July 6th – Joseph Easer, the young man for whom the police have been looking in connection with the investigation into the death of Lizzie Buhler, whose body was found cut in two by a train on the railway track near Maspeth last Saturday, was found yesterday morning at his father’s house in East Williamsburg (now Ridgewood).

He was taken before Coroner Brandon at Newtown, and told the following story and denied emphatically any knowledge of how Lizzie Buhler met her death.

He said he left East Williamsburg at 7 o’clock Friday morning which was the day before Lizzie Buhler’s body was found, and went to Schemmel’s near the Brooklyn city line, to see an old chum of his, Eddie Wyman.
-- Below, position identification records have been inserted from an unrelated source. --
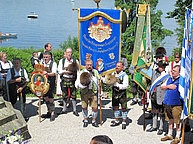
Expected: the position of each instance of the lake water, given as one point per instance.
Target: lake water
(55, 23)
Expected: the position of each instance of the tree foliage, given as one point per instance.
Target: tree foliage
(179, 14)
(158, 33)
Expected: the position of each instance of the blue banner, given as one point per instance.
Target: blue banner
(100, 38)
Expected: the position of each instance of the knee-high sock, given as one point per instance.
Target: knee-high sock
(74, 104)
(64, 105)
(48, 105)
(135, 97)
(154, 120)
(162, 118)
(94, 115)
(116, 113)
(124, 115)
(85, 113)
(52, 107)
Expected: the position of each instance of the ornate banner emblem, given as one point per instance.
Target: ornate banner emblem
(100, 64)
(99, 31)
(38, 84)
(100, 38)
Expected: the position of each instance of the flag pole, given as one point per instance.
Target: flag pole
(39, 109)
(144, 111)
(184, 122)
(100, 101)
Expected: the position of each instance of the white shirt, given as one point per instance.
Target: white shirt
(169, 68)
(66, 64)
(93, 78)
(125, 81)
(17, 74)
(54, 66)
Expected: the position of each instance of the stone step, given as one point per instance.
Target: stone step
(2, 102)
(6, 115)
(17, 124)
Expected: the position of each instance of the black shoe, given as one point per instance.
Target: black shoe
(85, 124)
(63, 112)
(148, 116)
(160, 132)
(52, 118)
(48, 115)
(187, 128)
(61, 103)
(133, 103)
(123, 126)
(94, 124)
(68, 105)
(115, 124)
(140, 103)
(75, 113)
(151, 129)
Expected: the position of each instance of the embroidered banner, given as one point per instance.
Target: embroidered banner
(100, 38)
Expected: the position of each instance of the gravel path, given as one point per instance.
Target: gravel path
(67, 128)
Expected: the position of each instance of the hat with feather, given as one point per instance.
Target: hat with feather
(85, 78)
(110, 79)
(160, 52)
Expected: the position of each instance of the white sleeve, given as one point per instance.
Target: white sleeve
(60, 66)
(77, 82)
(125, 83)
(26, 76)
(54, 68)
(164, 84)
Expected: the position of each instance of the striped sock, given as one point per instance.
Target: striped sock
(85, 113)
(124, 115)
(94, 114)
(116, 113)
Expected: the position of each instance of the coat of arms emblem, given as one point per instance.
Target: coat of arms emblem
(38, 84)
(99, 31)
(100, 64)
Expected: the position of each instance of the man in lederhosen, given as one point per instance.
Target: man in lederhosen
(67, 70)
(51, 70)
(119, 95)
(88, 91)
(17, 80)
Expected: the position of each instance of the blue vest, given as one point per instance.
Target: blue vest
(172, 97)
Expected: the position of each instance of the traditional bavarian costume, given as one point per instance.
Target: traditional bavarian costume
(13, 74)
(51, 67)
(4, 67)
(157, 97)
(89, 95)
(67, 84)
(119, 96)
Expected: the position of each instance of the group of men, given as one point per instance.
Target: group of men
(165, 97)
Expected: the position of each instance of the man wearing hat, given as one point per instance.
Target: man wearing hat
(67, 70)
(119, 95)
(51, 70)
(88, 86)
(157, 97)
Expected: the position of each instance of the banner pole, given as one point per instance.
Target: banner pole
(39, 109)
(21, 101)
(100, 101)
(143, 112)
(184, 122)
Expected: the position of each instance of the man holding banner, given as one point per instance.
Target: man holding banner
(100, 39)
(119, 95)
(87, 81)
(173, 104)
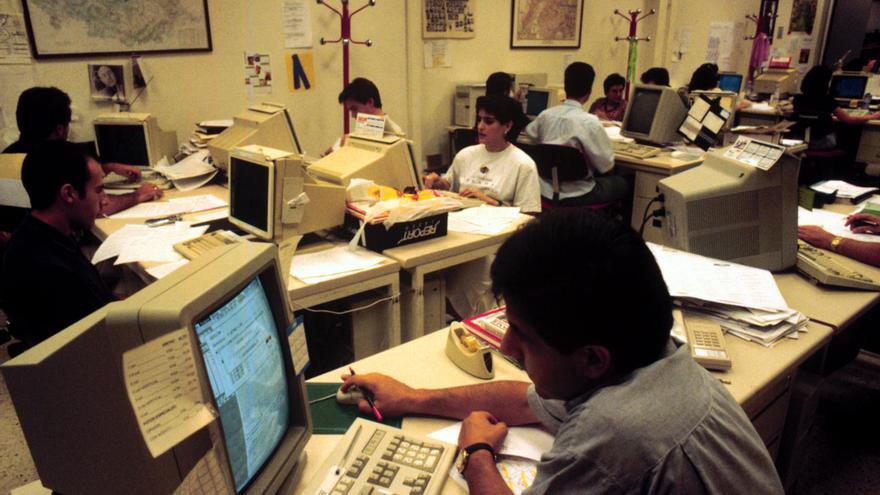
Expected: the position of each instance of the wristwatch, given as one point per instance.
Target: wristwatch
(465, 454)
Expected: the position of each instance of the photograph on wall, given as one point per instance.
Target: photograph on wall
(447, 19)
(803, 15)
(107, 82)
(65, 28)
(258, 73)
(546, 23)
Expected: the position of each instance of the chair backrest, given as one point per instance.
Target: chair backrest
(569, 162)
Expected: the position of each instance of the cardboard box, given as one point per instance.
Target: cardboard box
(377, 238)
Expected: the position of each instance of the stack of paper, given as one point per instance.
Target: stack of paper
(744, 300)
(331, 263)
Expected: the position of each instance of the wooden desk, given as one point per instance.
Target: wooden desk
(423, 258)
(647, 173)
(760, 381)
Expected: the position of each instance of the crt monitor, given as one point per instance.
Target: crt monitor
(848, 86)
(70, 396)
(387, 161)
(266, 124)
(654, 114)
(733, 211)
(729, 81)
(133, 139)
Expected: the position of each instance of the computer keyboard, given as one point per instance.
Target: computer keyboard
(376, 459)
(634, 150)
(821, 267)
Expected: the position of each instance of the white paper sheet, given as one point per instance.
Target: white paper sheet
(527, 442)
(164, 390)
(312, 267)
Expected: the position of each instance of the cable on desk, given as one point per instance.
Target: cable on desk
(352, 310)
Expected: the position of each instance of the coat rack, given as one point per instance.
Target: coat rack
(633, 20)
(345, 39)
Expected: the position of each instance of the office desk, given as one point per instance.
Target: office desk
(426, 257)
(647, 172)
(759, 381)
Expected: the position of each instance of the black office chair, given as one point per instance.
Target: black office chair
(557, 164)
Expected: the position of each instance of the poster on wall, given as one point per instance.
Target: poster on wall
(447, 19)
(803, 15)
(546, 23)
(65, 28)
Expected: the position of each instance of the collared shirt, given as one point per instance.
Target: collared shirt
(570, 125)
(669, 427)
(47, 283)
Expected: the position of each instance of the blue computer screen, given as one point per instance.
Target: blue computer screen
(730, 82)
(536, 102)
(243, 358)
(852, 87)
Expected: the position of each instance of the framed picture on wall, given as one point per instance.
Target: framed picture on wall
(546, 23)
(89, 27)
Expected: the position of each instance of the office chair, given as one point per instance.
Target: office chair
(817, 164)
(556, 164)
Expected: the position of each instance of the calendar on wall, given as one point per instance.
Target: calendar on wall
(447, 19)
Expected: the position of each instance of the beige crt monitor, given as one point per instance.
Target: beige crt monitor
(387, 161)
(70, 396)
(729, 210)
(265, 124)
(133, 139)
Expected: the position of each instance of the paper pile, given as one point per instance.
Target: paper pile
(745, 301)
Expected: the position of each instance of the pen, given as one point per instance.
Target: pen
(369, 396)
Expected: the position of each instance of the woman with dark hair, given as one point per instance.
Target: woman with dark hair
(815, 98)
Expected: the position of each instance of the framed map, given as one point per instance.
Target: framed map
(68, 28)
(546, 23)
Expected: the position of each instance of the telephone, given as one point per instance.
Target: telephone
(468, 353)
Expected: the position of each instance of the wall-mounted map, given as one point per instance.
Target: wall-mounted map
(59, 28)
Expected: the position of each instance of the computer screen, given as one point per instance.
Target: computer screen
(731, 210)
(654, 114)
(232, 303)
(242, 354)
(133, 139)
(730, 82)
(851, 87)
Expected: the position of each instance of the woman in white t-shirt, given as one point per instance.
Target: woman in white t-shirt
(499, 174)
(494, 171)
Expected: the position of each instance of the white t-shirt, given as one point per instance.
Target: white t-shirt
(509, 176)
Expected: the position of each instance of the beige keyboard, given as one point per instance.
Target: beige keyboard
(821, 267)
(634, 150)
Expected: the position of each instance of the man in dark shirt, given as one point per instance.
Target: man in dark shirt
(47, 283)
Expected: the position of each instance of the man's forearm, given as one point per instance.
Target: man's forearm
(506, 400)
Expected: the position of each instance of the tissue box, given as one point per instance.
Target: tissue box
(377, 238)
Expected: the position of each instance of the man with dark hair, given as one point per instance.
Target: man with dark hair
(612, 106)
(47, 283)
(43, 114)
(570, 125)
(657, 76)
(630, 412)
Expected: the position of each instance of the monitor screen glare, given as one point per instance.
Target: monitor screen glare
(536, 102)
(243, 358)
(248, 196)
(852, 87)
(122, 144)
(644, 106)
(730, 82)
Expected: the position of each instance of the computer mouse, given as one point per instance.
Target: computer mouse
(352, 396)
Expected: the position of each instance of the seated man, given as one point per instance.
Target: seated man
(47, 283)
(612, 106)
(631, 413)
(362, 96)
(43, 114)
(570, 125)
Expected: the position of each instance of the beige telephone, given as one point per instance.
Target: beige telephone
(468, 353)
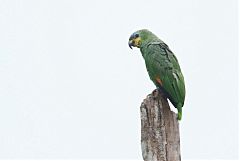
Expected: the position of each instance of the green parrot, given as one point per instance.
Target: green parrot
(162, 66)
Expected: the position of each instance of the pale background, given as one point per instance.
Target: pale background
(70, 88)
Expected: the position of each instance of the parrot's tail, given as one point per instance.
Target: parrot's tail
(179, 113)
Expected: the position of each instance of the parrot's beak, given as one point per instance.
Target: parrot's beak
(130, 43)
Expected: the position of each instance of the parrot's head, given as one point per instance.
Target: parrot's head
(140, 37)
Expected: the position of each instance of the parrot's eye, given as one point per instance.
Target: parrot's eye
(136, 35)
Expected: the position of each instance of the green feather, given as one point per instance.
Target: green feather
(162, 63)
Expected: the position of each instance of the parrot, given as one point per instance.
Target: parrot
(162, 66)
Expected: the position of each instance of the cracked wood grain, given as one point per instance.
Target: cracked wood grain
(160, 139)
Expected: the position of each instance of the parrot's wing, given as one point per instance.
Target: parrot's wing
(166, 67)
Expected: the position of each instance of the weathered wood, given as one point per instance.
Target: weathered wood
(160, 138)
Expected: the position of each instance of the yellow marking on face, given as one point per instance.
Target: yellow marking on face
(137, 42)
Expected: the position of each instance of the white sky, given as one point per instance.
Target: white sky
(71, 88)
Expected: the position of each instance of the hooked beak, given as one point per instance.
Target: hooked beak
(130, 43)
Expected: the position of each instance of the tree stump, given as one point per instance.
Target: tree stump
(160, 139)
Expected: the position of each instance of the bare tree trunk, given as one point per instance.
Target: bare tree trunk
(160, 138)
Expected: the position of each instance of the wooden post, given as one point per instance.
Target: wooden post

He left Schemmel’s before noon and went to Michael Riley’s house on Maujer Street, between Morgan Avenue and Waterbury Street, Brooklyn, and from there went to New York.

He returned to Riley’s at 5 o’clock on Friday afternoon. He took supper and spent the evening with the family and spent the night at the Riley’s house. After breakfasting there Saturday morning, he went with Charles Sahr and his wife to Canarsie, returning Monday night.

Easer said that he had heard of Lizzie Buhler’s death from Sahr, Ben Binzer, and his own brother, Harry.

Easer denied ever having kept company or been intimate with Lizzie Buhler. He never took her to picnics or out driving.

He said he saw Lizzie Buhler with a strange man at Feldman’s picnic seven or eight weeks ago. The man was thin and tall, well-dressed and about twenty-one years old.

He said he last saw Lizzie Buhler the Sunday night before her body was found. He was with Annie Mullins and met Lizzie on Flushing Avenue. He denied that Lizzie cried or that there was a scene of any kind. He denied that Lizzie ever approached him for any misconduct or told him she was in trouble. He said he would not keep company with Lizzie as she had too many fellows for him.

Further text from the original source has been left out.